Day Thirty – Whatever Tickles Your Fancy (aka. Why Harry Matters)

So I finally made it! The final day of the blogging challenge. The challenge that was supposed to take me 30 days and has in fact taken me 132 days…but I completed it, nonetheless (ignoring the fact that this means I averaged 4.4 days per post).

So this challenge coming to its completion got me thinking about the concept of endings, and it seems fitting that I mull over such a topic the day after another era of my life came to an end. I speak of a common theme in the lives of many of my peers, something we have grown up with since its beginnings ten years ago, and something that I can safely say has impacted our lives.

I am speaking of Harry Potter.

Yes, as cheesy as it sounds, the impact of this phenomenon has been summed up in Facebook-group forms such as “3 heroes. 7 books. 8 movies. 10 years. We are the Harry Potter generation.” And whilst it may seem frivolous to name one’s generation after a book and film franchise, it is not an unfair statement.

As an eighteen year old, the first HP film premièred when I was eight, and the main characters of the film were eleven in the first instalment – not that much older than myself and my age mates. Magical powers aside, they were still ordinary kids with ordinary problems, and a great number of us were ‘spellbound’ (*shudders at corny pun*) by the story.

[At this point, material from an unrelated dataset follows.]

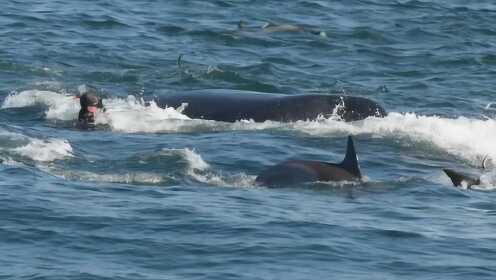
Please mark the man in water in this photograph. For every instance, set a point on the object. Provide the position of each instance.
(90, 103)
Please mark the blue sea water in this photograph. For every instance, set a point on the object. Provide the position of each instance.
(152, 194)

I remember being eight or nine (and indeed, this wish may have persisted for quite a number of years) and wanting nothing more than to be Hermione Granger. I too was a nerdy, shy, book-loving child with rather frizzy hair and I was captivated by this young girl who I related with so strongly. I admired the courage of Harry Potter, laughed with (and at) the gawky Ron Weasley, learned to pity Neville Longbottom and to hate Draco Malfoy. Terms like the Philosopher’s stone, basilisks and OWLs became part of everyday vocabulary, and I would have sold my soul to trade in Maths and English for Charms and Transfiguration.

As I said, I loved reading as a child – and still do – so when the books came out I just consumed them. But something I’ve noticed about this series is that even those who weren’t big readers could get into them. I’m sure there would be many people (and I know of some myself) who claim not to enjoy or have an interest in reading, but who will willingly admit to completing the entire series. Supposedly, 11 million copies of Harry Potter and the Deathly Hallows were sold in its first 24 hours after release. That’s a whole lotta books. So even if you are not a fan of the books and the subsequent franchise, and you prefer to stick to the classics – you can’t deny the impact the series had on the reading habits of entire populations.

So now the last film has been released – a few years after the final book – and with it, the new material has come to an end. On paper, Harry’s story has reached its finale. But in the hearts of devoted fans everywhere, it’s here to stay.